Ancient viral leftovers in your DNA are waking up — and that may be aging you
Nearly half of the human genome consists of remnants from ancient viral infections. In youth, cells keep these sequences locked down. As we age, the locks weaken.
Transposons — sometimes called jumping genes — are DNA sequences capable of copying themselves and inserting those copies elsewhere in the genome. Most have been immobilized over millions of years of evolution, silenced by the cell’s own molecular machinery. But they haven’t disappeared. By some estimates they make up around 45 percent of the human genome. That’s not a rounding error.
In young, healthy cells, transposons are suppressed through epigenetic silencing — a system of chemical tags on the DNA that effectively lock these sequences in place. With age, those mechanisms deteriorate. The locks open. Transposons become more active, generate copies of themselves, and in doing so leave behind molecular debris that triggers immune responses and fuels chronic inflammation.
The evidence in humans is starting to accumulate
What was long a compelling theory is now gaining empirical traction. A recent analysis of human data finds that stronger suppression of transposon activity correlates with lower biological age scores — measures that assess not calendar age but the actual state of the genome and its epigenetic clocks. In short: people with quieter transposons appear biologically younger.
This doesn’t prove causality. It’s possible that healthier cells are simply better at suppressing transposons, rather than suppression causing youth. But the direction of the association is consistent with animal experiments. In mice where transposon activity was artificially elevated, aging accelerated visibly. Where it was suppressed, aging slowed.

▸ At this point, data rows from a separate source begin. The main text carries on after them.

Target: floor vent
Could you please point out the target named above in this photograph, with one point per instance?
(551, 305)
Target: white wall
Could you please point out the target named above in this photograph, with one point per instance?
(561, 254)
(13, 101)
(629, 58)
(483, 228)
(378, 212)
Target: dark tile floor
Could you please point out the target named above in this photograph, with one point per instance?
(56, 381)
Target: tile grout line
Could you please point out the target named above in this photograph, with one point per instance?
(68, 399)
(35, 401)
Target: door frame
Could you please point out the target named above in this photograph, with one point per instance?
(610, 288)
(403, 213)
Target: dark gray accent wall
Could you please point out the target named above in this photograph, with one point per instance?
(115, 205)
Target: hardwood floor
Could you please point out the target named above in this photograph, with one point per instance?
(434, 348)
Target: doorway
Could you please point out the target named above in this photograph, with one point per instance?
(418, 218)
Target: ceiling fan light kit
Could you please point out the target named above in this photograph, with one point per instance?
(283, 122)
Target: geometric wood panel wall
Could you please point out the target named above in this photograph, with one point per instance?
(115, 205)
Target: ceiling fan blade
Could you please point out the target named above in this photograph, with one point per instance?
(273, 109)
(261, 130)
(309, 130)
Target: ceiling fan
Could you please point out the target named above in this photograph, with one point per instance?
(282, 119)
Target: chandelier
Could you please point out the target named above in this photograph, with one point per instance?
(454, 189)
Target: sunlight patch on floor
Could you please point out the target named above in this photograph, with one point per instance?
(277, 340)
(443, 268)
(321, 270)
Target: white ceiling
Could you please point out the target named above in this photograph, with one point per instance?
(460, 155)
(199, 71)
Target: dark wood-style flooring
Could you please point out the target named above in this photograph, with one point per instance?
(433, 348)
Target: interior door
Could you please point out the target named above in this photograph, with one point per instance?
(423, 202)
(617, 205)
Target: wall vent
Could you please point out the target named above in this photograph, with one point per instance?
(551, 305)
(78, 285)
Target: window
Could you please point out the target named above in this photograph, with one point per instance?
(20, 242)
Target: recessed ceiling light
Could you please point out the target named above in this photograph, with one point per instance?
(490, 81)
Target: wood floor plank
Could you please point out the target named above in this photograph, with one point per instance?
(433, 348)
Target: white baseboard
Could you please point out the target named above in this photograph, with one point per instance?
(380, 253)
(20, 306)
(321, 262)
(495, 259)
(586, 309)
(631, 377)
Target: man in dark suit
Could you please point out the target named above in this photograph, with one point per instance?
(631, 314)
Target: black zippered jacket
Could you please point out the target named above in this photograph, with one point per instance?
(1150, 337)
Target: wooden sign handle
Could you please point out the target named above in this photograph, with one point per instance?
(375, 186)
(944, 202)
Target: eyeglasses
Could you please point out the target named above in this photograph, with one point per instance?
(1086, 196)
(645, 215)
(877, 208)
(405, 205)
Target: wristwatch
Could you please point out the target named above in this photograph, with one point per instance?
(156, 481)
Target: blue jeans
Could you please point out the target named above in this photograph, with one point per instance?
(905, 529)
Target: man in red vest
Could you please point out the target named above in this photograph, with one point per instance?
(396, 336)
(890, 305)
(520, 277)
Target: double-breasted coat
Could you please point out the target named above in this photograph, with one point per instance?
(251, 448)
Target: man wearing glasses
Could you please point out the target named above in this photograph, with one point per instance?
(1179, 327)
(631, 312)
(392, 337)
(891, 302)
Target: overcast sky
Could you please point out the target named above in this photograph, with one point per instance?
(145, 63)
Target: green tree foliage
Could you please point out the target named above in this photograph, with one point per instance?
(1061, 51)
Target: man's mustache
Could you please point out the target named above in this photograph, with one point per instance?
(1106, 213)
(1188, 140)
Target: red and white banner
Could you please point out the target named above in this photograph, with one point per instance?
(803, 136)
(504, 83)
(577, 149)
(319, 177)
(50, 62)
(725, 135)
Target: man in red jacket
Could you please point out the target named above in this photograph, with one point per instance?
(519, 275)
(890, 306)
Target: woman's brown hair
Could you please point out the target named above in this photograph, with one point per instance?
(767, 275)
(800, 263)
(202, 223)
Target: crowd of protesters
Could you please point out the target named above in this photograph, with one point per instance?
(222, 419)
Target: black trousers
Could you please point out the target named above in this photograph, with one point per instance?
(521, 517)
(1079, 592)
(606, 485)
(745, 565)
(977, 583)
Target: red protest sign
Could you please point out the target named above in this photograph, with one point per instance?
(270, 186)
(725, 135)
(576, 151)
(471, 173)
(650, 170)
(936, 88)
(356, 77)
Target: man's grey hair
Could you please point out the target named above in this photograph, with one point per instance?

An old HIV drug as an anti-aging treatment?
The longevity field’s interest in transposons is growing partly because they appear to connect multiple aging processes. Transposon activity tracks with DNA damage, telomere shortening, and — again — inflammaging. That makes them an appealing target: silencing transposons might address several aging mechanisms simultaneously.
One class of drugs already exists that does exactly this: reverse transcriptase inhibitors, originally developed to fight HIV and other retroviruses. They block the specific step by which transposons copy themselves. Animal studies have produced promising results. Whether they’re safe and effective in humans as an anti-aging intervention is entirely unknown. The path from laboratory finding to clinical use is long, and the risks of chronically interfering with such fundamental genomic processes remain poorly mapped.